Es passt in eine Zeit, die das Kopieren, Imitieren und Nachäffen zumindest in baulicher Hinsicht keineswegs neu erfinden muss. Das gilt nicht nur für Stonehenge, das schon der australische Geschäftsmann Ross Smith auf seinem eigenen Grundstück (man kann es sich großzügig dimensioniert vorstellen) "originalgetreu" nachbauen lassen wollte. Übrigens aus Granit, nicht aus koloriertem Beton oder, was auch recht wetterfest wäre für ein paar Jahrtausende, gleich aus Plastik. Später war davon nichts mehr zu hören. Aber auch in Wunsiedel ist es ja nicht der erste Anlauf. Und vielleicht, so Kenner des Fränkischen, erzeugt das Projekt auch deshalb nicht mehr viel Emotion. Weder Begeisterung noch Ablehnung. Was eigentlich sehr verwunderlich ist. Auch eine Möglichkeit: Man hat sich längst an das Kopisten-Tun gewöhnt und erwartet so etwas wie tatsächliche Einzigartigkeit gar nicht mehr.

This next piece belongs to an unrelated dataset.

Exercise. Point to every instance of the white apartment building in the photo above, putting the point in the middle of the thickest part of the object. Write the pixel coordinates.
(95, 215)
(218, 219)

Man nennt die Kopien "Travestiestädte"

Wie in China, wo nicht nur gefälschte Autos, Smartphones oder Designerfummel überraschend günstig zu haben sind. In Peking durfte man mal ein ganzes Kaufhaus voller Kopie-Manufakturen besuchen. Was man aber erst begriff, als man das wunderschöne Schachspiel aus Elfenbein, Holz und Leder auf umgerechnet zehn Euro runtergehandelt hatte - dann aber mit dem Plastikimitat in der Tüte den Laden verließ. Die nette Verkäuferin meinte noch: "Das ist eine gute Kopie." In China unterscheidet man nicht zwischen Original und Fälschung, sondern zwischen guter und schlechter Kopie. Das Schach macht heute noch Freude.

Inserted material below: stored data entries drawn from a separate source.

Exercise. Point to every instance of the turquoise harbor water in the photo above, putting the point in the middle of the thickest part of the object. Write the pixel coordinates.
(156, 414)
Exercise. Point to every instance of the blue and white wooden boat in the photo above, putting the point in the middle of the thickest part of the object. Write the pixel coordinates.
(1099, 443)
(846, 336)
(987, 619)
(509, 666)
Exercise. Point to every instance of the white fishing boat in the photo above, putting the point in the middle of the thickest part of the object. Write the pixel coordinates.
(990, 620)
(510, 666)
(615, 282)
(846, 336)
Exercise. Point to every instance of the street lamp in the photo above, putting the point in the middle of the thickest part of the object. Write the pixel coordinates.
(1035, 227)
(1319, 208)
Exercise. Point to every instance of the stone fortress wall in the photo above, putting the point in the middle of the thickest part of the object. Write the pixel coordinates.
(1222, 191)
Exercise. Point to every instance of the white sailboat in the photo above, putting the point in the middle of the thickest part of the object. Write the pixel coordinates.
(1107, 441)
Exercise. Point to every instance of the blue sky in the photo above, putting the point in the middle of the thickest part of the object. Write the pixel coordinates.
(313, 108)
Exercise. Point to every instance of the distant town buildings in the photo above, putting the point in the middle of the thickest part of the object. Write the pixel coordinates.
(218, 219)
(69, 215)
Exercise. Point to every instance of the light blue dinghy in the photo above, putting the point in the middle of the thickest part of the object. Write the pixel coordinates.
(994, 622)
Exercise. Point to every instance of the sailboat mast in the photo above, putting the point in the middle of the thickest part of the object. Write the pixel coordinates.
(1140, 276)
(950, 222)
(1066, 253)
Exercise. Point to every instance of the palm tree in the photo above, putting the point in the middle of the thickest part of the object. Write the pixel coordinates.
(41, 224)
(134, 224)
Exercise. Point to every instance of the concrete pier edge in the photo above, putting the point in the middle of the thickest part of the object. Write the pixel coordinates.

Außerhalb von Hangzhou in der Provinz Zhejiang gibt es seit 2007 eine Art Paris - jedenfalls etwas, was so tut wie die Stadt an der Seine. London und Hannover sollen übrigens auch noch zu Ende kopiert werden. Hannover? Echt jetzt? Sozusagen. Ganze Schweizer Bergdörfer sind schon in China entstanden. Man nennt das "Travestiestädte". Oxford Street, Weimar, Hofbräuhaus: Gibt es alles ein bis ein paar Mal. Den Petersdom in Rom gibt es aber mutmaßlich bisher nur zwei Mal: einmal überraschenderweise in Rom und einmal an der Elfenbeinküste. Aber es wäre von München aus gar nicht ratsam, das lächerlich finden zu wollen: Am Königsplatz hat man halb Griechenland nachgebaut, der Chinesische (!) Turm steht im Englischen (!) Garten und in Florenz kommt man an, wenn man die U6 am Odeonsplatz verlässt und Richtung Loggia dei Lanzi geht. Heißt bei uns halt Feldherrnhalle.

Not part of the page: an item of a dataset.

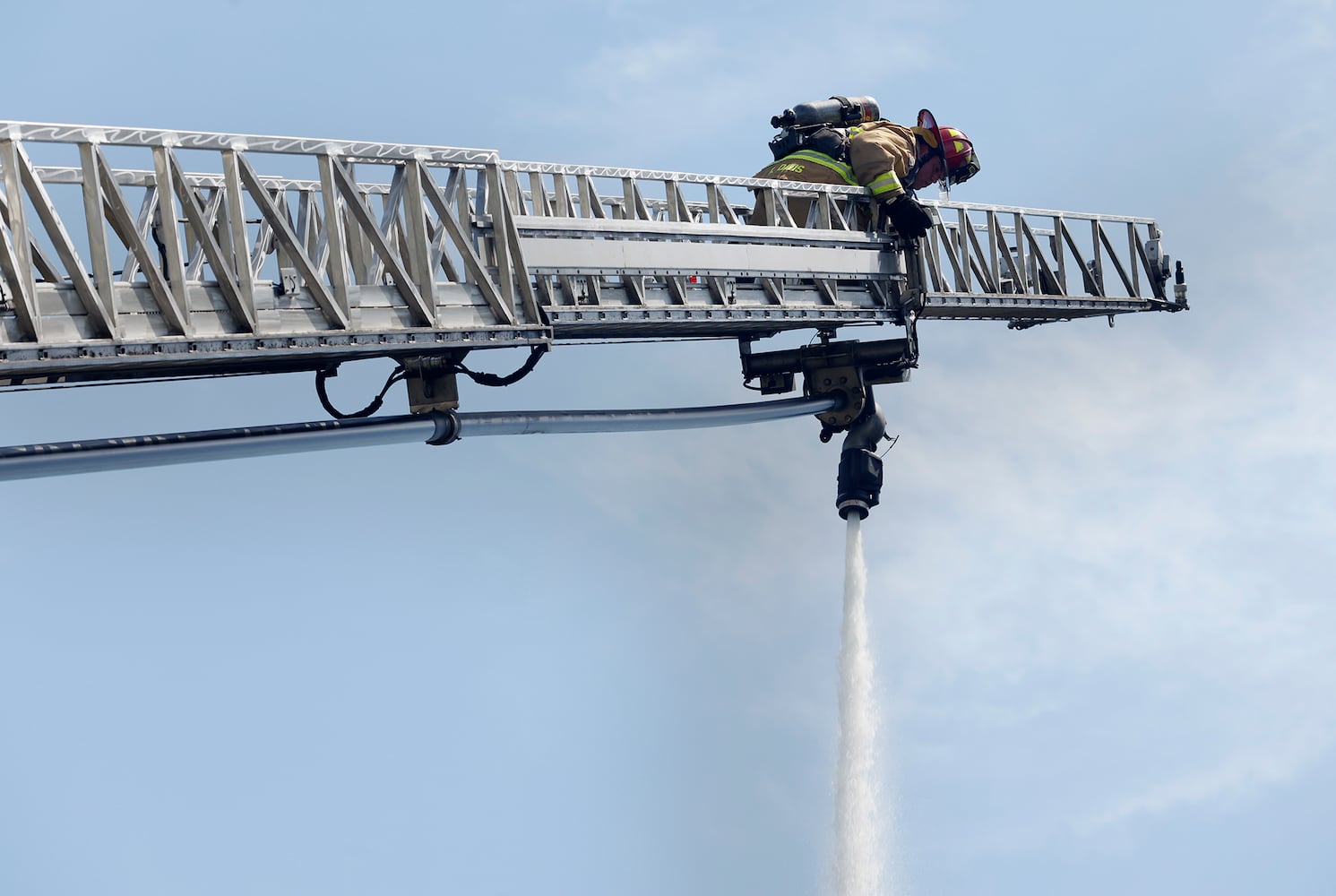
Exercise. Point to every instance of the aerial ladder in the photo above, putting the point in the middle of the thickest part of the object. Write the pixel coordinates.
(133, 254)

Warum Wunsiedel dennoch abzuraten ist von Stonhenge in Franken? Nicht wegen Franken - es ist schön dort. Vielleicht nicht ganz so südwestenglisch wie in Südwestengland. Das wichtigste Kriterium ist aber: Wenn man in Stonehenge ist, ist man glücklich, weil das Wunder der Steine dort so rätselhaft ist, so magisch, mythisch und fremd. Wenn man in Stonehenge vor dem Bauwerk steht, spürt man etwas von der universalen Frage: Was zum Teufel soll das? Und die Antwort, die man im Fichtelgebirge erhalten wird, lautet: Das soll ein Geldhaufen sein ("weltweit einzigartiges Tourismusprojekt"). Das ist aber kein Wunder, das ist so banal wie kolorierter Beton. Dann doch lieber gleich was aus Plastik, in einem Spielzeugmaßstab - und zum Mitnehmen. Gibt's aber leider auch schon. In Stonehenge.